Director: Yimou Zhang
Stars: Jet Li, Tony Leung Chiu Wai, Maggie Cheung

What it's about. Farsighted regional king Daoming Chen seeks to unite the seven provinces of the future China. He is opposed by three assassins, who in turn are confronted by a nameless bounty hunter (Jet Li), whose goal is an audience with the king. The three assassins are Sky (Donnie Yen), Broken Sword (Tony Leung Chiu Wai), and his lover Flying Snow (Maggie Cheung).

How others will see it. There are Samurai and Kung Fu films from the Far East. Crouching Tiger, Hidden Dragon ushered in a western-friendly genre of choreographed physics-defying sword battles, profound philosophies, superior cinematography, and other such high quality production values. And, the pretty girls can fight too, which is important since there's no need to insult half of your potential audience.
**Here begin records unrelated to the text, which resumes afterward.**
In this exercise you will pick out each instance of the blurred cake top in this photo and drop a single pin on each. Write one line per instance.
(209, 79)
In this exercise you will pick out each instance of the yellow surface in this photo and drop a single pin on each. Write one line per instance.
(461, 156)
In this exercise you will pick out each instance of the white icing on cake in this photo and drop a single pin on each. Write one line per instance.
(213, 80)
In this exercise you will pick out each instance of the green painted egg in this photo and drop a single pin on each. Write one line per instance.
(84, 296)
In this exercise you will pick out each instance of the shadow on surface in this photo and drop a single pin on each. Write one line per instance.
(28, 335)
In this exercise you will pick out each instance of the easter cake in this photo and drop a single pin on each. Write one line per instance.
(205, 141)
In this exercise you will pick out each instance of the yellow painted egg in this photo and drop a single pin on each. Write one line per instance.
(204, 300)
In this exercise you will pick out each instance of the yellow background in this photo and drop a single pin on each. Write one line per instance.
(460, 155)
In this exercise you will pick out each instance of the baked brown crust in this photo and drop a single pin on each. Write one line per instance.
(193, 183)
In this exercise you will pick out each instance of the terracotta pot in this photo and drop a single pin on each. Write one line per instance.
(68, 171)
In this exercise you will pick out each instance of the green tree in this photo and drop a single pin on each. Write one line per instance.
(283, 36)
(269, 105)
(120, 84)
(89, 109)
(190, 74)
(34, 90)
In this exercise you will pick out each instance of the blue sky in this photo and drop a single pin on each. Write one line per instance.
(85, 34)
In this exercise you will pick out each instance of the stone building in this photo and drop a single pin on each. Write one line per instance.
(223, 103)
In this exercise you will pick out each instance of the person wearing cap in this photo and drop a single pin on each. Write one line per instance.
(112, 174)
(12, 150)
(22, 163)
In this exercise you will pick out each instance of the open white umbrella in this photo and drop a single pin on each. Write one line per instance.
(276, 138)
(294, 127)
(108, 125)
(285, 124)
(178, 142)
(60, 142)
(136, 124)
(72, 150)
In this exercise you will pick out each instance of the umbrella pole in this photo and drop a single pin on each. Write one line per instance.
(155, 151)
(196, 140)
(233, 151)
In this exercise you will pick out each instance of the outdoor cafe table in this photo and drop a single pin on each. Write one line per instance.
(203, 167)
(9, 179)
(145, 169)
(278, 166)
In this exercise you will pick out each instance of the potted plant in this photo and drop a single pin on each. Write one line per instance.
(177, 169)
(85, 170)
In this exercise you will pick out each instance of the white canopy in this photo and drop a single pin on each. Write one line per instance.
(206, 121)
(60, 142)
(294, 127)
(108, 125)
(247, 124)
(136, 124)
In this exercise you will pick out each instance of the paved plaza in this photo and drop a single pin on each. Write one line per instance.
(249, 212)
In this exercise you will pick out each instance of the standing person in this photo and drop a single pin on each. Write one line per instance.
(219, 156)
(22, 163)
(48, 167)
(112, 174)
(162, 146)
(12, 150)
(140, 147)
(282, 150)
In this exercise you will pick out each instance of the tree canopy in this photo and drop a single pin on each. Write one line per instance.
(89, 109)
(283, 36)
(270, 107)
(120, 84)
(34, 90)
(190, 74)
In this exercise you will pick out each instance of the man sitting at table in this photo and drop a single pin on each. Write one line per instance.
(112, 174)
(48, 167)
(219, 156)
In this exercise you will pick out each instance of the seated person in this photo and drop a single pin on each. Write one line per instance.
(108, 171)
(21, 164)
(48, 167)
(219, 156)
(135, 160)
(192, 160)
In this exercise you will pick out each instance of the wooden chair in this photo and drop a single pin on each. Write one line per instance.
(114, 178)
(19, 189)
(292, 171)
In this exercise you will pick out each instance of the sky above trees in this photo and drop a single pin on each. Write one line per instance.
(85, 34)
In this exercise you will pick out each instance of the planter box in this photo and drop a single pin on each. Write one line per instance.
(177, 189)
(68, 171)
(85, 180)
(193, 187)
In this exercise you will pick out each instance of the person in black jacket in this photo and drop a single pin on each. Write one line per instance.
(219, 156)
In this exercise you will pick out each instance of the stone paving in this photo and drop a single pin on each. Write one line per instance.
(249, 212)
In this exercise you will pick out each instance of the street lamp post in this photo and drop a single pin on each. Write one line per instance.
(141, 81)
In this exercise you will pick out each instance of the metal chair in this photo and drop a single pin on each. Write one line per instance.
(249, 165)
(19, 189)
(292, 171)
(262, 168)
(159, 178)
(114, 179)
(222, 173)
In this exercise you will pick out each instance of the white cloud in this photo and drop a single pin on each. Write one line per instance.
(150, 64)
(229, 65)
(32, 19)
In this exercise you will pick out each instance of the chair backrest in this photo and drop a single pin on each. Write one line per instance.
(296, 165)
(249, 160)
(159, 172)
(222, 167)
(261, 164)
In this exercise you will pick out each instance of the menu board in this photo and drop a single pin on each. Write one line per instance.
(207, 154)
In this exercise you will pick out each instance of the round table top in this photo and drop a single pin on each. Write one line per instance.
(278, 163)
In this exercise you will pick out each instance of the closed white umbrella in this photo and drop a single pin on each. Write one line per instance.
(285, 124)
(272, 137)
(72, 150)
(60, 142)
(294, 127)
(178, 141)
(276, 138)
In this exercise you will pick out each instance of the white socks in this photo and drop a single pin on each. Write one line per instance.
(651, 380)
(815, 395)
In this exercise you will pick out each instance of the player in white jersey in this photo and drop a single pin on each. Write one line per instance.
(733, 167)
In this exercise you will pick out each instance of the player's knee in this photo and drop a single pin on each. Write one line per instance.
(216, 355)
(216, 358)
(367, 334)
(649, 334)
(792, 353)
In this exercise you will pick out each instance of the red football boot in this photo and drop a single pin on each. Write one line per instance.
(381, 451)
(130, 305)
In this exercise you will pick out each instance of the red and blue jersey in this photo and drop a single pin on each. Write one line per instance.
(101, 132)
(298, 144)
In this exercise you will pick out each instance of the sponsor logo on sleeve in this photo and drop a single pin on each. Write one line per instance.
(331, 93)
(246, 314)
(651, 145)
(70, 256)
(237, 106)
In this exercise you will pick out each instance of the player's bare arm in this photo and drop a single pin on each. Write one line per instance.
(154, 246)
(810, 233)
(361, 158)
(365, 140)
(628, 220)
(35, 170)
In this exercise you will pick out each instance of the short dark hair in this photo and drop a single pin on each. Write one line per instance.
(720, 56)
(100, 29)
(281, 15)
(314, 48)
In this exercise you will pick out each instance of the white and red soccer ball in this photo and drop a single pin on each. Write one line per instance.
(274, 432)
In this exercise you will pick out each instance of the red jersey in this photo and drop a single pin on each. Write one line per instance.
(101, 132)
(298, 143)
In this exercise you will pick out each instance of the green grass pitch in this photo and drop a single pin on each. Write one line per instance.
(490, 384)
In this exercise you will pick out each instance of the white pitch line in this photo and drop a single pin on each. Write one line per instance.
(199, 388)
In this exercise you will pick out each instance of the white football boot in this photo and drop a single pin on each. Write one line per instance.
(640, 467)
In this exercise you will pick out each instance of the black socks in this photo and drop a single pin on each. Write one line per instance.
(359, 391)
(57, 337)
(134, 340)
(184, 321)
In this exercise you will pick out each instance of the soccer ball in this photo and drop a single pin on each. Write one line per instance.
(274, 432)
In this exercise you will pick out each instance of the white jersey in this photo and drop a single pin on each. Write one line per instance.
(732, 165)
Lots of people eat films like this up, and although the fight scenes still seem contrived, the story is there, and the basics of it make sense. Best of all, it looks good, which is important since if a film has beauty, it has potential.

How I felt about it. This is not really a movie about a would-be hero/assassin and the king, who might be wise uniter, and not a despot with an unduly large and weirdly single-minded army. Hero is really about the messed-up heads of Broken Sword and Flying Snow. Complicating matters is the constant presence of comely Moon (Ziyi Zhang), who is both cuter and clearly younger than Flying Snow, and thus presumably a temptation to her master, Broken Sword.

Flying Snow (the name Hard Drizzle was apparently already taken) is determined to see the king killed. Broken Sword lives up to his name, however, and isn't sure. Will his doubt infect the nameless one?

The king's two assets are his perceptive wisdom, and his huge monolithic army, which is well trained and intensely loyal.

The master swordsmen, which includes sad-faced beauty Flying Snow, are similar to Samurai, except they work for an ideal, rather than for hire. Their western counterpart is the comic book superhero. They're not from Krypton, and haven't been bitten by a radioactive spider. However, they have willpower, finely honed skill, and a force-like ability to manipulate their environment to aid their battles. They work for good rather than evil, at least as they see it.

Although Hero is beautiful, in the end it all seems staged. These people need less dedication and sacrifice, and more laughs. Didn't they have comedy clubs in ancient China?